Владимир Мостепанов, каким я его помню, - худощавый, стройный, еще довольно молодой мужчина по чистоте облика и несомненной интеллигентности. Он посматривал на меня искоса и рассказывал о себе с поразительной искренностью, вообще ему свойственной.

Мимо нас прошли три девушки, каждая по-своему была привлекательна. Лишь мельком взглянув на них, он с серьезным видом бросил:

- Да, и мы были молоды!

Девушки не могли слышать его слов, но прошли, поглядывая на него так, словно хорошо его знали. В самом деле у него были какие-то совершенно особые отношения с девушками, с молодыми женщинами; те даже при самых случайных встречах ожидали от него понимания, сочувствия, признания, и они все это получали, одаривая и его тем же.

- Если бы задали мне вопрос, - заговорил Владимир вновь, - кто оказал самое решительное влияние на мое развитие, на воспитание чувств, я бы назвал в первую очередь девушек, молодых женщин... Многих из них я видел лишь мельком, как прошли вот эти, где-то в деревне, на пароходе, в поезде или из окна поезда... С кем-то из них я учился в школе, в Университете, жил в одном общежитии...

Но все это были случайные, мимолетные встречи, которые продолжаются и поныне, стоит выйти на улицу, отправиться на работу, забежать в Эрмитаж. А ведь были те, кто одарил его вниманием, лаской, памятью на всю жизнь.

- Разумеется! - воскликнул Владимир.

Трудно сказать, как бы сложилась его жизнь, если бы с ним не приключилась история, переменившая его характер и решительно повлиявшая на его будущность.

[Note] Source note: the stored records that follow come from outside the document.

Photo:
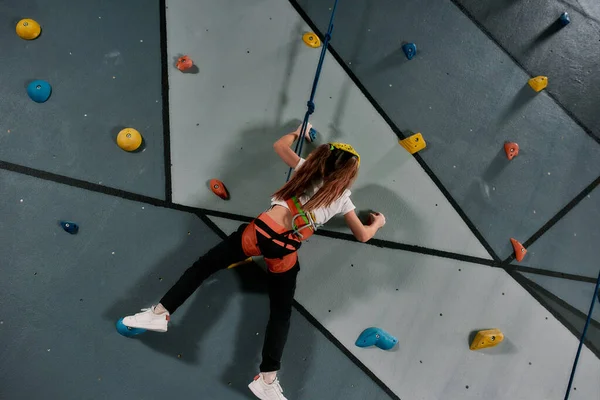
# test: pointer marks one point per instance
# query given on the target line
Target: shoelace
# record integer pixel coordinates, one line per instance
(277, 385)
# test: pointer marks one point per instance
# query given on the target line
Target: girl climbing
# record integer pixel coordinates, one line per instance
(317, 191)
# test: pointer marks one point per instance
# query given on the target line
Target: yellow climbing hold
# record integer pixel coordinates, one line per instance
(538, 83)
(487, 338)
(413, 143)
(311, 39)
(129, 139)
(28, 29)
(246, 261)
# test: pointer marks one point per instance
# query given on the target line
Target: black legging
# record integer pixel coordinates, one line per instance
(281, 287)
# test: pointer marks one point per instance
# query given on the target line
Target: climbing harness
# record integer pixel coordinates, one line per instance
(310, 103)
(347, 148)
(595, 297)
(308, 218)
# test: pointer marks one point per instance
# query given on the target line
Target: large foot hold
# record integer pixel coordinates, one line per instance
(28, 29)
(376, 337)
(538, 83)
(311, 40)
(520, 250)
(487, 338)
(413, 143)
(219, 189)
(129, 139)
(127, 331)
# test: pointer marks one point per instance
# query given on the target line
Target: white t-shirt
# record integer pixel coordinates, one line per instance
(342, 205)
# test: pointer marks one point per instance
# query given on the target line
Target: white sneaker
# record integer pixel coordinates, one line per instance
(148, 320)
(264, 391)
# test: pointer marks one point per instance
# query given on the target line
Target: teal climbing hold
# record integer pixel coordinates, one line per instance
(39, 91)
(376, 337)
(564, 19)
(70, 227)
(410, 50)
(127, 331)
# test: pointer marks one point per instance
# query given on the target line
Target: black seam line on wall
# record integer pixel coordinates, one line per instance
(553, 274)
(562, 302)
(165, 101)
(531, 288)
(399, 133)
(481, 27)
(321, 328)
(203, 213)
(557, 217)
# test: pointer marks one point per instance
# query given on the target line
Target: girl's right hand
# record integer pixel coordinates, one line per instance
(378, 220)
(307, 134)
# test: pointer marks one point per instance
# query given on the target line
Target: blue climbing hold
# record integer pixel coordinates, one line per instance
(127, 331)
(410, 50)
(39, 91)
(70, 227)
(376, 337)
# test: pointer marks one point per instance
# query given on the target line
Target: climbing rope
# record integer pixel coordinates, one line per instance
(587, 323)
(310, 103)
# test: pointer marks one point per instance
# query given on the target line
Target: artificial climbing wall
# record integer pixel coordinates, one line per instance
(432, 274)
(430, 277)
(61, 293)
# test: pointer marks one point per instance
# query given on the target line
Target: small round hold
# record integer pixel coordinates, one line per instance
(70, 227)
(39, 91)
(184, 63)
(127, 331)
(28, 29)
(410, 50)
(129, 139)
(219, 189)
(311, 40)
(312, 134)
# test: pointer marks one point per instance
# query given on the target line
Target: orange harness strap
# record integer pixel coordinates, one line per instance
(303, 229)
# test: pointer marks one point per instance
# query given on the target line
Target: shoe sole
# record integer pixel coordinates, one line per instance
(254, 391)
(257, 394)
(152, 328)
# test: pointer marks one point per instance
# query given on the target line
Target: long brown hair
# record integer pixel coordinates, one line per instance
(336, 168)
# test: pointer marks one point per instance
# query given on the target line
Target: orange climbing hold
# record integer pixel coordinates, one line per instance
(413, 143)
(538, 83)
(219, 189)
(487, 338)
(184, 63)
(520, 251)
(511, 149)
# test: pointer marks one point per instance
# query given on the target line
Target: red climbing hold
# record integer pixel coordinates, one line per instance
(511, 149)
(184, 63)
(219, 189)
(520, 251)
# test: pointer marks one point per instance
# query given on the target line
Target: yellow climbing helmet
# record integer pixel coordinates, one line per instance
(347, 148)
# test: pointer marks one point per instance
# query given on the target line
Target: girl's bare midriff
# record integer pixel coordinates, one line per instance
(281, 215)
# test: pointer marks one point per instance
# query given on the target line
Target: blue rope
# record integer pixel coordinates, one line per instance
(587, 323)
(310, 103)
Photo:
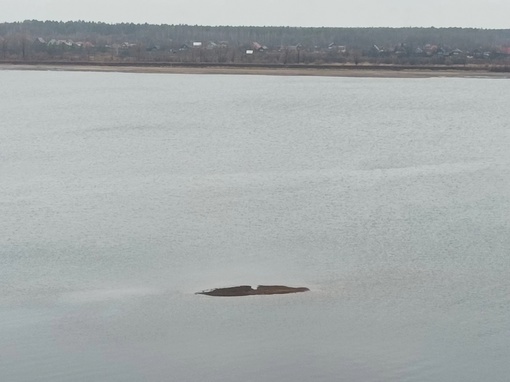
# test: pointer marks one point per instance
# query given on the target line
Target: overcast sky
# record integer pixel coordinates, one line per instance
(352, 13)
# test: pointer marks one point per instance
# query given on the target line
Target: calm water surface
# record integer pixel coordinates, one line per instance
(123, 194)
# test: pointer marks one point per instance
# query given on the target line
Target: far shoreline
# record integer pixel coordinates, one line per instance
(367, 71)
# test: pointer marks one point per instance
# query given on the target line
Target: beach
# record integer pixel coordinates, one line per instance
(369, 71)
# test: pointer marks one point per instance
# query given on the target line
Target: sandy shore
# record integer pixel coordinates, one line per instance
(383, 72)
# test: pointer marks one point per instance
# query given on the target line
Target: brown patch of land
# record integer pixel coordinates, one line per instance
(382, 71)
(247, 290)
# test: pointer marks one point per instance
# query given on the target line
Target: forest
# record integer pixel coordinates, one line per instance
(34, 40)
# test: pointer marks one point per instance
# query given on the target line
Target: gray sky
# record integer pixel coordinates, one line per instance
(392, 13)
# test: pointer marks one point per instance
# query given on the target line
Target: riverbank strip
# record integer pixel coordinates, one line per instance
(383, 71)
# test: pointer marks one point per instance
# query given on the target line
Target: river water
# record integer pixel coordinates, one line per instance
(121, 195)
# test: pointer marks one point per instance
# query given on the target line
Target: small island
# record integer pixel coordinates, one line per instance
(247, 290)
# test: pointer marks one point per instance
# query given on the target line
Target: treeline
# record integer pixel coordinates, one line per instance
(362, 38)
(81, 40)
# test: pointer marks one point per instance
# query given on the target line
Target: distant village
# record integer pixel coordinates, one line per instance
(99, 42)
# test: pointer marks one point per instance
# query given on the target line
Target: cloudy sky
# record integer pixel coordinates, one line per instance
(352, 13)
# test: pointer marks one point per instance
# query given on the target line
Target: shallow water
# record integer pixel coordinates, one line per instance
(122, 195)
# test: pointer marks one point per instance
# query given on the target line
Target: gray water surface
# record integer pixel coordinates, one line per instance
(121, 195)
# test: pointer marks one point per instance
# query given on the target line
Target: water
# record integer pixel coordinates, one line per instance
(123, 194)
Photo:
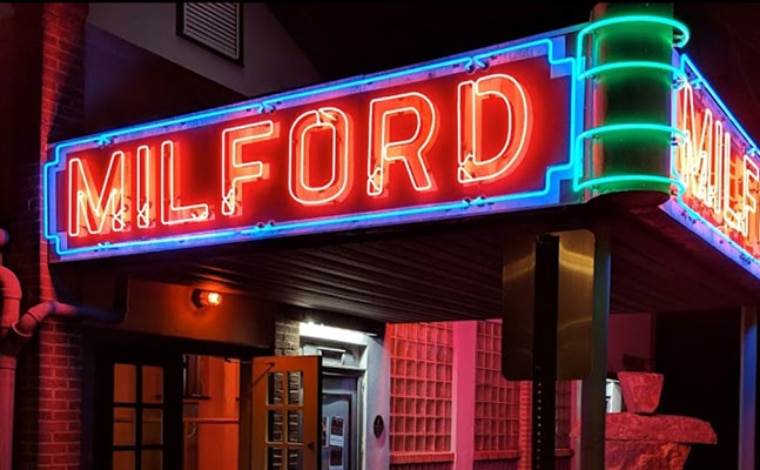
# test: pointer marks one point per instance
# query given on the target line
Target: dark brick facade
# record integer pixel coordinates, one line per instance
(47, 43)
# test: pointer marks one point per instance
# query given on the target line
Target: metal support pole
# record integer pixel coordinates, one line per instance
(545, 351)
(747, 388)
(593, 392)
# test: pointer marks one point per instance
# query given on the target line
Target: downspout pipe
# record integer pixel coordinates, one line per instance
(10, 302)
(16, 331)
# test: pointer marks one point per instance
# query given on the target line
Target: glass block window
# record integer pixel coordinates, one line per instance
(496, 399)
(421, 387)
(563, 414)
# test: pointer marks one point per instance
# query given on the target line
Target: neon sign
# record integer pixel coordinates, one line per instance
(488, 131)
(718, 169)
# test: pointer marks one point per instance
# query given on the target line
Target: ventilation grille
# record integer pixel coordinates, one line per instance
(217, 26)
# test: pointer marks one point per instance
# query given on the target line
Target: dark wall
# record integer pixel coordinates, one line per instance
(698, 353)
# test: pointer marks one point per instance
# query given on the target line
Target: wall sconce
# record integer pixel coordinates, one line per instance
(204, 298)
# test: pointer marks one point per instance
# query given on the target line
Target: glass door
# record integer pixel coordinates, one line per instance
(139, 417)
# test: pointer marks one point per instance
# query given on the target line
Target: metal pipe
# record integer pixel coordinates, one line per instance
(16, 331)
(10, 302)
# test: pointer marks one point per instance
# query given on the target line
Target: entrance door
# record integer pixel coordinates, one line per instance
(340, 412)
(286, 412)
(140, 412)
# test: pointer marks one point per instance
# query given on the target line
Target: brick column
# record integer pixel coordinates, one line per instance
(48, 43)
(286, 336)
(526, 425)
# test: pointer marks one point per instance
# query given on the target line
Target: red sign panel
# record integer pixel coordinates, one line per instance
(717, 166)
(408, 145)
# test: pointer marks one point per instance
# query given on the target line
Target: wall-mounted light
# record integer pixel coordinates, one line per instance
(205, 298)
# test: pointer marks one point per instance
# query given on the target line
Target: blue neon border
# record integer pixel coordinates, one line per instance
(551, 44)
(714, 236)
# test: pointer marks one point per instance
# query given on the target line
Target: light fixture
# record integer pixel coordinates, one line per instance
(204, 298)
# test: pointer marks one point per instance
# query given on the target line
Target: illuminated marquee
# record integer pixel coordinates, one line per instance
(717, 166)
(483, 132)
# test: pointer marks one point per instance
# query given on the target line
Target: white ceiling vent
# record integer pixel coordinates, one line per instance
(217, 26)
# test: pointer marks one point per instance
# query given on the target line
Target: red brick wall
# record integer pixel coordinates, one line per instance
(48, 92)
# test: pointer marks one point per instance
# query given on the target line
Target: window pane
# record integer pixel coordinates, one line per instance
(152, 426)
(295, 459)
(124, 460)
(153, 384)
(274, 458)
(123, 426)
(295, 423)
(274, 426)
(151, 460)
(124, 383)
(275, 389)
(295, 387)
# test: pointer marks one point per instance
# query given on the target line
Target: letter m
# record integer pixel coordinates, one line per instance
(90, 206)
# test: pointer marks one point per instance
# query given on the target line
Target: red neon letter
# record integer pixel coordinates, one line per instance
(703, 153)
(383, 150)
(172, 212)
(235, 171)
(473, 165)
(146, 188)
(335, 121)
(95, 208)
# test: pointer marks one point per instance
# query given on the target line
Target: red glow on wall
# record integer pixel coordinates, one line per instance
(489, 133)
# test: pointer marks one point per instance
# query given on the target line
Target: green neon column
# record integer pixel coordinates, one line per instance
(626, 64)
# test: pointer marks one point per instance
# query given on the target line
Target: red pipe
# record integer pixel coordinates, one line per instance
(15, 332)
(10, 302)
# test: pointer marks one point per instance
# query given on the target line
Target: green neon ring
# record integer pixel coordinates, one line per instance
(600, 69)
(632, 126)
(675, 24)
(605, 180)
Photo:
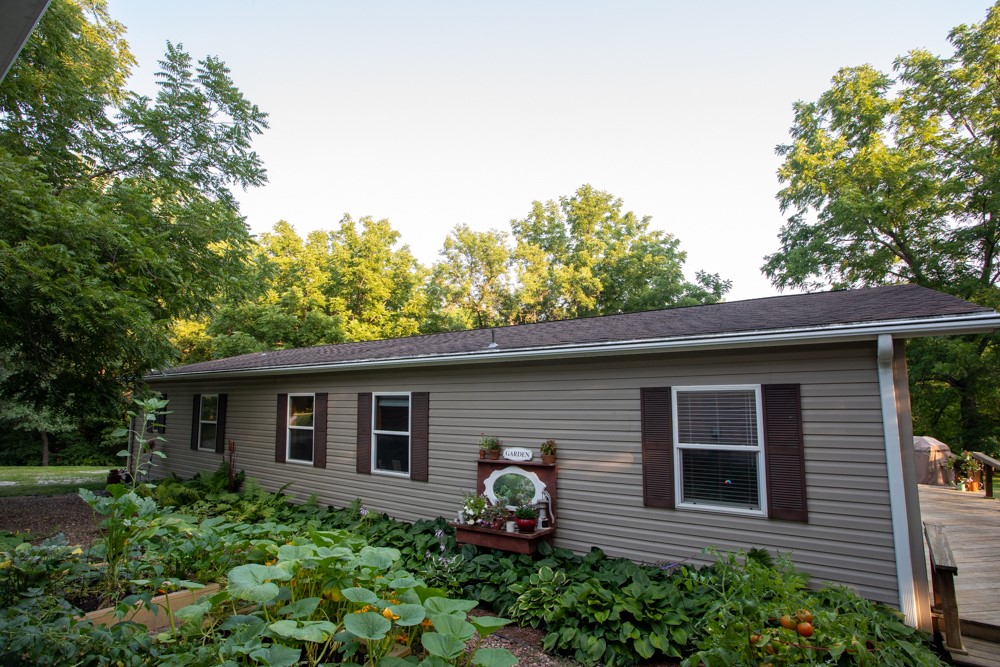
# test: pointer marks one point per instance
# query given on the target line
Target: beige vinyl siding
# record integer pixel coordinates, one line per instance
(591, 408)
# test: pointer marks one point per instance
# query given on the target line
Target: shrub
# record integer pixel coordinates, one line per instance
(760, 612)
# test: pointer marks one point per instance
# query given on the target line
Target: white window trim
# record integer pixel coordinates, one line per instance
(409, 434)
(759, 449)
(202, 422)
(289, 428)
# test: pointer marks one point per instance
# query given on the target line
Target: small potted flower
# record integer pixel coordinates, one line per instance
(493, 517)
(490, 444)
(473, 507)
(526, 518)
(548, 450)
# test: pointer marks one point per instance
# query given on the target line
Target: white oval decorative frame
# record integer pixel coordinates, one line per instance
(515, 470)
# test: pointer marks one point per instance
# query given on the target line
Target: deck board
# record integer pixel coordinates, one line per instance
(972, 524)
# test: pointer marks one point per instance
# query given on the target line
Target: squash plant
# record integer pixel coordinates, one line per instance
(327, 598)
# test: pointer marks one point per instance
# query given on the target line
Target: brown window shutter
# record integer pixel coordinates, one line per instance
(364, 462)
(319, 430)
(195, 421)
(281, 429)
(657, 447)
(220, 428)
(784, 450)
(419, 435)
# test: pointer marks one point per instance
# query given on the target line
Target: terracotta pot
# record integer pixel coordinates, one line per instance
(526, 525)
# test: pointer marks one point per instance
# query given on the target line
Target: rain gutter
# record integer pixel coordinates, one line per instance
(910, 328)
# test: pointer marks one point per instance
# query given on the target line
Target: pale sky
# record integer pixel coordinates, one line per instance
(435, 113)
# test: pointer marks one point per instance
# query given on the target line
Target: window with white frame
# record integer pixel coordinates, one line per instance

По улице Рубинштейна, в двух шагах от Невского, стоит дом, мимо которого и поныне Владимир Мостепанов не может пройти без душевного трепета.

В один из зимних вечеров он поднялся по узкой крутой лестнице и оказался перед дверью, которой, судя по всему, не пользовались. В выемке в стене торчала ручка звонка, он дернул за нее на всякий случай... И вдруг зазвенел колокольчик, точно примчалась откуда-то тройка. Казалось, лошади встряхивали гривами, колокольчик позванивал, торопя кого-то в путь-дорогу. А затем установилась тишина, вообще сказочная, далекая, как в лесу. Владимир снова дернул за кольцо - на этот раз никакого отзвука. Что за чертовщина? Он постучал кулаком в дверь.